Ou radioativo reboante?

Raio: a luz que emana de um foco
E se alastra em nós em voz e fogo.

II

Se a bola rola, vibra o canto;
Gládio em campo, voz de comando.

Se de trivela, arqueia o entoo;
E se chapela, alça-o em voo.

Bicicleta, manobra-a em dós;
Defende a meta, fecha a voz.

Cobra o pênalti, tom suspeito...
Se estufa a rede, estufa o peito!


III

E que golaço! E que golaço!
De cabeça, voleio ou braço.

Com artilheiros, tanto gol,
Mas foi você quem os marcou.

Em uma só voz, nossa vista
Mais corada, e atenta, e imprevista.

Em uma só voz, nosso grito
Intensificado: negrito.

IV

Pra cantar, mister é escoltar
Rodopios e curvas no ar.

– E quem me ensinou foi você,
Ainda antes de Mallarmé,

E de Orides, e de Foucault,
Eu menino, em colo do Vô –

Pra cantar: sílabas na cola
Da dança insurgente da Bola.

(Gustavo de Paula)

domingo, 6 de novembro de 2011

Pas marché I

Assombrado, General Flores descobriu que, dali em diante, seus passos pelas ruas jamais poderiam ser os mesmos de tantos anos e de tanto uso. Notou que, se tropeçasse, faria tremer as raízes centenárias das árvores do bairro, os tanques de guerra da cidade, os tratados comercias do país.
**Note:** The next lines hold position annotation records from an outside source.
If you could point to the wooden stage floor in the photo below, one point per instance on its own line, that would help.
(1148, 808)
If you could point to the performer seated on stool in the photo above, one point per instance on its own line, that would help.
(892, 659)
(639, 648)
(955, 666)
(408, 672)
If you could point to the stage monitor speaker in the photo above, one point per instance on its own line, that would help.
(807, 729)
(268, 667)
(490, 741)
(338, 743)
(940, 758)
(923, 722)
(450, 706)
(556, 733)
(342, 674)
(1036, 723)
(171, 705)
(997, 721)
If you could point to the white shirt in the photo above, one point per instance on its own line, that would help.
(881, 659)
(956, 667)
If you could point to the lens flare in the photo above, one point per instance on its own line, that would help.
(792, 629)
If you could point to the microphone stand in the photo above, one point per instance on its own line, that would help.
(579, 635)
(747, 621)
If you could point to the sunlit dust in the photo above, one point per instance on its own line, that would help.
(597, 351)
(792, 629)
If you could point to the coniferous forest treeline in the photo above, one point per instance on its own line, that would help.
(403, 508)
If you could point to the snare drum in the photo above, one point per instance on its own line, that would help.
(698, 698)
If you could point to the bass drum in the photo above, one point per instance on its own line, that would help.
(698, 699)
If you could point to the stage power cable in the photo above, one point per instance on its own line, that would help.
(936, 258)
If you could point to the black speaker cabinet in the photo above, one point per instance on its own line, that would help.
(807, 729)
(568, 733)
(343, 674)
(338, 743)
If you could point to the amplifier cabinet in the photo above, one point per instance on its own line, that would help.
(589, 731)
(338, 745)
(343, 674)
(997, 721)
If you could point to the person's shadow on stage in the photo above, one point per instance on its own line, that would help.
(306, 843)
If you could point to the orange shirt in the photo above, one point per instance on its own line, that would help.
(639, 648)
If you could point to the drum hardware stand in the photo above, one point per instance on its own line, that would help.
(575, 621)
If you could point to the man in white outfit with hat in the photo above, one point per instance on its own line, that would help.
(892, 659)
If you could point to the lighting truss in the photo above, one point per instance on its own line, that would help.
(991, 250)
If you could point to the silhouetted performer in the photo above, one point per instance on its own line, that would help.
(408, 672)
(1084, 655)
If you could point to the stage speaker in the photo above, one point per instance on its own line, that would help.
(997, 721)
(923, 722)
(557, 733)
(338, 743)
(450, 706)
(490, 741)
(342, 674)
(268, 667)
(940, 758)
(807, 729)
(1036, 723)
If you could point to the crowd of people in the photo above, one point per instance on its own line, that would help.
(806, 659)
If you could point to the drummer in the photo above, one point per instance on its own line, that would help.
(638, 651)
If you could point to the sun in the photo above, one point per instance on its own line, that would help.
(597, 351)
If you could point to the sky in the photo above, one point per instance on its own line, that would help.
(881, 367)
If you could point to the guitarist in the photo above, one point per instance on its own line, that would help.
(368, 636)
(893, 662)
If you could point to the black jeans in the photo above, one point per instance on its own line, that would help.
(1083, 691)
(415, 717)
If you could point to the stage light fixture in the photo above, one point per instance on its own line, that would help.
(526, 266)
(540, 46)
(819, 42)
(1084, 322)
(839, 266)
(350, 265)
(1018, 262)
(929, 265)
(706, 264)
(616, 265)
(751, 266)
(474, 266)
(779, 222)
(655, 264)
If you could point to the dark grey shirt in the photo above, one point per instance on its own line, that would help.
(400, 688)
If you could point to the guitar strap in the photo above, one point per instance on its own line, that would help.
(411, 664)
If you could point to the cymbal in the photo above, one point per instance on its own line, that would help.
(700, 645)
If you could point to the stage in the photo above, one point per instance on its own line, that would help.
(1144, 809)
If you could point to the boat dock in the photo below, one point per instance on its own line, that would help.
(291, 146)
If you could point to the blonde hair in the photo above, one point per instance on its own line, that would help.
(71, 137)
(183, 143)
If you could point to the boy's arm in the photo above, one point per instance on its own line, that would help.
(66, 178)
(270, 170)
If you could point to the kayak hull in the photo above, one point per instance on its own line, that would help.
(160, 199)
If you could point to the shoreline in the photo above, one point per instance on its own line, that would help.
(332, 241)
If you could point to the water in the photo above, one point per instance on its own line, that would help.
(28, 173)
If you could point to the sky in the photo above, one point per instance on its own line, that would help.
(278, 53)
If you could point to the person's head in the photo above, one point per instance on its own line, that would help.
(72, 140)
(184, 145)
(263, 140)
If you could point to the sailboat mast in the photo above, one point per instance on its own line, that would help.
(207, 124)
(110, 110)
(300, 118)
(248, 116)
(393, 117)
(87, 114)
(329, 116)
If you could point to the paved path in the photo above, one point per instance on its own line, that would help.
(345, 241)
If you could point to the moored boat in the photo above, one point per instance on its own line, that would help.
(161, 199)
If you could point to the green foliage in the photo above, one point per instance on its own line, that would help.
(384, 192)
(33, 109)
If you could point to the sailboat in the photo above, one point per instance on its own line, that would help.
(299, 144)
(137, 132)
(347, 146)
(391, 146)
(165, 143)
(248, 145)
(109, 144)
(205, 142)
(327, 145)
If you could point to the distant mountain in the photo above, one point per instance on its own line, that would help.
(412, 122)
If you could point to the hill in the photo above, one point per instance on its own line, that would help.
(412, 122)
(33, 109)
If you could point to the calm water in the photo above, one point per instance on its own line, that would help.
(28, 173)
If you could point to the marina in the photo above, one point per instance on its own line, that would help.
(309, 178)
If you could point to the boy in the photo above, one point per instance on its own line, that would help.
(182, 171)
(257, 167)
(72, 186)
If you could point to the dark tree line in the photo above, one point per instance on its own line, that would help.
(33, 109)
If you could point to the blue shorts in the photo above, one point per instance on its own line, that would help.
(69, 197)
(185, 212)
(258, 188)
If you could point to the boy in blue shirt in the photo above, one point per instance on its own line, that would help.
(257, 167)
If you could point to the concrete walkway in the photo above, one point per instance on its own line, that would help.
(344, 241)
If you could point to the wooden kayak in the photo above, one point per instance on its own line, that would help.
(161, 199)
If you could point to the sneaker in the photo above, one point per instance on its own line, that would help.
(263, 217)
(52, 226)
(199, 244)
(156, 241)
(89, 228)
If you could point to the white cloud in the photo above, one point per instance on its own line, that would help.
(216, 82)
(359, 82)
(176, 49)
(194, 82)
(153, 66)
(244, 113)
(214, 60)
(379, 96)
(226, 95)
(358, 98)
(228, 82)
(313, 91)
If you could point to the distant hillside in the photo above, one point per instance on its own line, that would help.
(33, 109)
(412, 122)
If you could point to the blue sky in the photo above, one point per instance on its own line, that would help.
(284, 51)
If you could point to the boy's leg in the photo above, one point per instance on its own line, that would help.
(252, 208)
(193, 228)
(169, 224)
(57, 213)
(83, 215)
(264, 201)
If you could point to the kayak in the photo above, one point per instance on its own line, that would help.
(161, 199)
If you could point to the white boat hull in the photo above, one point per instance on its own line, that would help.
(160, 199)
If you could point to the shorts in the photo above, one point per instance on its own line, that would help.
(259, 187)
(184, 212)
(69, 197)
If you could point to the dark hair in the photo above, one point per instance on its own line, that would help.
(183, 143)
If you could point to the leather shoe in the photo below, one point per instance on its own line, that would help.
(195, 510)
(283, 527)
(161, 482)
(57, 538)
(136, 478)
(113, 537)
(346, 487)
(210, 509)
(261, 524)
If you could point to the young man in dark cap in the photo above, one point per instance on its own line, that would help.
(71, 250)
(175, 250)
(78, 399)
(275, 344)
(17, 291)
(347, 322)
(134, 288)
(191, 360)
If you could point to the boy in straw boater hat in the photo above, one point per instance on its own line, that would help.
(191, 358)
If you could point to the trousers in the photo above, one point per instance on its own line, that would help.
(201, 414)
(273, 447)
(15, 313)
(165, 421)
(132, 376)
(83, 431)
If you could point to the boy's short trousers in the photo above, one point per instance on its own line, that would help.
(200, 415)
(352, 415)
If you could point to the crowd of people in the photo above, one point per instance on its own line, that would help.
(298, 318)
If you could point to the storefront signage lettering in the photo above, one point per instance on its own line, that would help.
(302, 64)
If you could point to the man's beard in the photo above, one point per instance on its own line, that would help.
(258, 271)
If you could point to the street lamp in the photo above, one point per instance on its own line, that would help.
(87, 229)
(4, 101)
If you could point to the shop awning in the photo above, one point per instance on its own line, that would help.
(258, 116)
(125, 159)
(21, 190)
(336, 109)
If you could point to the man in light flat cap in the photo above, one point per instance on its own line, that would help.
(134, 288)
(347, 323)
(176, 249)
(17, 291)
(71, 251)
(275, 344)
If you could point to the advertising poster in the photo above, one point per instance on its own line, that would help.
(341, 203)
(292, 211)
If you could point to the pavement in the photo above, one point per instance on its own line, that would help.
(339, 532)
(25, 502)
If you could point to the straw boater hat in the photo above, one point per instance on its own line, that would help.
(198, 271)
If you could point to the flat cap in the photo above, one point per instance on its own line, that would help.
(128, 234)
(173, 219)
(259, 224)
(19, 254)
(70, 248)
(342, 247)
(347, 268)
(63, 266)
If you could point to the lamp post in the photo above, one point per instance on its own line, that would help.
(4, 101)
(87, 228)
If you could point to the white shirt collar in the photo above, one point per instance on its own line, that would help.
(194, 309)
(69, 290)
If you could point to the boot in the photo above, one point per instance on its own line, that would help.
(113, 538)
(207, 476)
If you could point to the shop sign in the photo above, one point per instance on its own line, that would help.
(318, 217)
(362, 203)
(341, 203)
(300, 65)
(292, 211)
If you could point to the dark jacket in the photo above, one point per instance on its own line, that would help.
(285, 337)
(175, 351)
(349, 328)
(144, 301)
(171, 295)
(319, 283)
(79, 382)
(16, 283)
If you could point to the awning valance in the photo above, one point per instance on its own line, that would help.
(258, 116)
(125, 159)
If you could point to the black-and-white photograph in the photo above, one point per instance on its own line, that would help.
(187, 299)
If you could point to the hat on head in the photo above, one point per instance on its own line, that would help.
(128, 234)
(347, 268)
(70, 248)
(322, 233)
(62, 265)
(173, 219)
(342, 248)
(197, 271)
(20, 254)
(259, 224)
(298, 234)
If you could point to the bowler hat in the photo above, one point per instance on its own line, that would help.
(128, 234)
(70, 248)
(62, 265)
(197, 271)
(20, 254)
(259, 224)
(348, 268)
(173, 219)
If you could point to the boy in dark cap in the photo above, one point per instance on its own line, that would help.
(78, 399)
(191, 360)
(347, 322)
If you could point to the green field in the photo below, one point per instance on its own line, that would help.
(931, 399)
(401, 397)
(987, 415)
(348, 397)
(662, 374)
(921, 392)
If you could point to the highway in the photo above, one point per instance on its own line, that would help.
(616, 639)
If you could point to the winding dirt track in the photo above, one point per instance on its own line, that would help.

As donzelas, enfeitiçadas, sentiam o movimento brusco das coxas monumentais, transtornando a direção dos ventos, erguer cada prega de suas saias, desde a cauda, cada sobretúnica, cada corpete.

Os senhores de tatuagens e barbas ruivas, muito viris e honrados, sim senhor, fugaz não se acomodavam a seus apetites.

Aos anciãos, causava repúdio a vitalidade daqueles passos. Aos miúdos, temor. Não dormiriam aquela noite: alguns, apavorados com a possiblidade dos passos alcançarem seus quartos; outros, receosos de que não deparassem outra vez, em vida, com passos tais que pudessem seguir até onde fossem.

O estouro da manada refrearia sua explosão alucinada, caso se pusesse em seu caminho, naquele dia.

Nuvens teriam anegralhado o céu para a tempestade, caso se atrevessem a permanecer sobre a certeza intolerável daqueles passos.

As folhas pesadas do outono se precipitavam desejando mais que tudo serem trituradas por aqueles pés indiferentes.

Passos sem pressa nem preguiça:
Nem em falso nem passo a passo.
Nem passo o ponto nem ao passo que.
Nem básico nem avançado.
Nem paço nem compasso.
Nem Passo Fundo nem de rosca.
Nem escoteiro nem escuro.
Nem andante nem allegro.
Nem ida à labuta nem volta ao lar.
Nem marcha nem ballet.

Passos, sim, de quem fez, do mundo, o próprio quarto.
Porque fizera, de alguns dois olhos castanhos bem escuros, o abajur.